My mums got one, it's a really well made nice watch, she was looking at a longines which was identical but over double the price, in all fairness the Gucci was every bit as nice, I think they are perfect for ladies who want a nice watch by a recognised brand, it's rare to find women who into watches like men so the movements and heritage don't matter


----------



## Horologic

I bought a few Gucci watches in my youth. One bought used from a friend, two purchased new. At the time, I thought they were luxury pieces. 
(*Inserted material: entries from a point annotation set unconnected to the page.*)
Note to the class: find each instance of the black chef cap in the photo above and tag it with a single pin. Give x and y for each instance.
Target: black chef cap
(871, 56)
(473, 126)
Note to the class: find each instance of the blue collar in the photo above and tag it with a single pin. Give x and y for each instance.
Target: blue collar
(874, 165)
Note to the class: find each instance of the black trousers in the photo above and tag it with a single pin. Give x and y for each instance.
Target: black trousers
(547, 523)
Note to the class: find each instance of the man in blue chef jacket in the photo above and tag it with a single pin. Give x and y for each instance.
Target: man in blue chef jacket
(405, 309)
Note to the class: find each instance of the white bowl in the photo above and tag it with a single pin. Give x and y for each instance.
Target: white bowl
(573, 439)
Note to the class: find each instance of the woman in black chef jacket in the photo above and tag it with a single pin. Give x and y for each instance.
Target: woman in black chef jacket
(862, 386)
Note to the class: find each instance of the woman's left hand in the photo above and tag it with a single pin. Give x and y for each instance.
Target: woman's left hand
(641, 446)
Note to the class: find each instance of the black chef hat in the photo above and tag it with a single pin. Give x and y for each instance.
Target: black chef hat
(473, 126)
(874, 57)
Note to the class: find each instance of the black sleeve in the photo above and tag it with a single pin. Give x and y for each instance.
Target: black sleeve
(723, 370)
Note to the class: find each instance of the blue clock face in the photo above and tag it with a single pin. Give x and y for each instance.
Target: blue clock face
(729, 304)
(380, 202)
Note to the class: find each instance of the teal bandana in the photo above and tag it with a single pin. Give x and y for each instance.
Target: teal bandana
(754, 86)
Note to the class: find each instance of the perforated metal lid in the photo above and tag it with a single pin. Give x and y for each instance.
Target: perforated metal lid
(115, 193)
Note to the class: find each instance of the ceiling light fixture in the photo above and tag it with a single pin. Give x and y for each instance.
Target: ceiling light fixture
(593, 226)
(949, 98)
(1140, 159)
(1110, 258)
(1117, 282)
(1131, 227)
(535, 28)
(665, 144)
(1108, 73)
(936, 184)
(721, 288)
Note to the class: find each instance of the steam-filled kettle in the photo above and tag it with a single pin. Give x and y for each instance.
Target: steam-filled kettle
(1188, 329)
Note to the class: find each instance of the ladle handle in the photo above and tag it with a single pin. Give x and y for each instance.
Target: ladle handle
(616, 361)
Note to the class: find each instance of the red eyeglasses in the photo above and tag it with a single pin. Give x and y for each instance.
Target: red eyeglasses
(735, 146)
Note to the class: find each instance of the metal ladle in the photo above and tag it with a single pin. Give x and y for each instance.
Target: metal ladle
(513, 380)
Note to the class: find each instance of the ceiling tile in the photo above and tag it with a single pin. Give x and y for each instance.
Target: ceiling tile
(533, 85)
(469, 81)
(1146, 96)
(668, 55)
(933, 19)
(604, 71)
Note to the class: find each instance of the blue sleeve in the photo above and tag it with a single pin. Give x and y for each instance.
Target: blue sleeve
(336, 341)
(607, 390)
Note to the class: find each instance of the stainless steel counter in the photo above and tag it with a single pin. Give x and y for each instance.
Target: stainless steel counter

Nowadays, I have no interest in them. But I could see myself maybe buying a Gucci watch for a girlfriend. (If she wanted one)


----------



## StufflerMike

Do not know if it is a good brand, it is a fashion brand for sure. I doubt they are made in Italy since Gucci states they are swiss made. Gucci timepieces is heaquarted in La-Chaux-de-Fonds, CH. Dials are made by Gucci owned manufacturer Fabbrica Quadranti in Besatio, Ticino, CH.


----------



## Will_f

They have made a few very nicely made watches, and some pretty mediocre watches. Typically their sticker price is about double what they're worth, but depending on the watch, not a bad pick-up @ 50% off.


----------



## mpalmer

You are paying for the name with almost any fashion watch as they are poor value for money compared to watches made by actual watch companies with similar specs. That said, Gucci does make well made fashion watches, most (all?) are "Swiss Made" and use sapphire crystals. If you want to pay for a fashion brand name, you could do worse than Gucci because at least you are getting a Swiss Made watch with a sapphire crystal for your hard earned money.

While it wouldn't be my choice, I bought my wife a Gucci diamond watch several years ago and she is very happy with it. It is well made and styled, but I still doubt I could have bought it had it not been deeply discounted.


----------



## john111

Gucci watches I personally don't know if there any good but definetly a fashion watch like calvin Klien they might have sales due to their brand name but not as you know not a watch specialist or a watch company


----------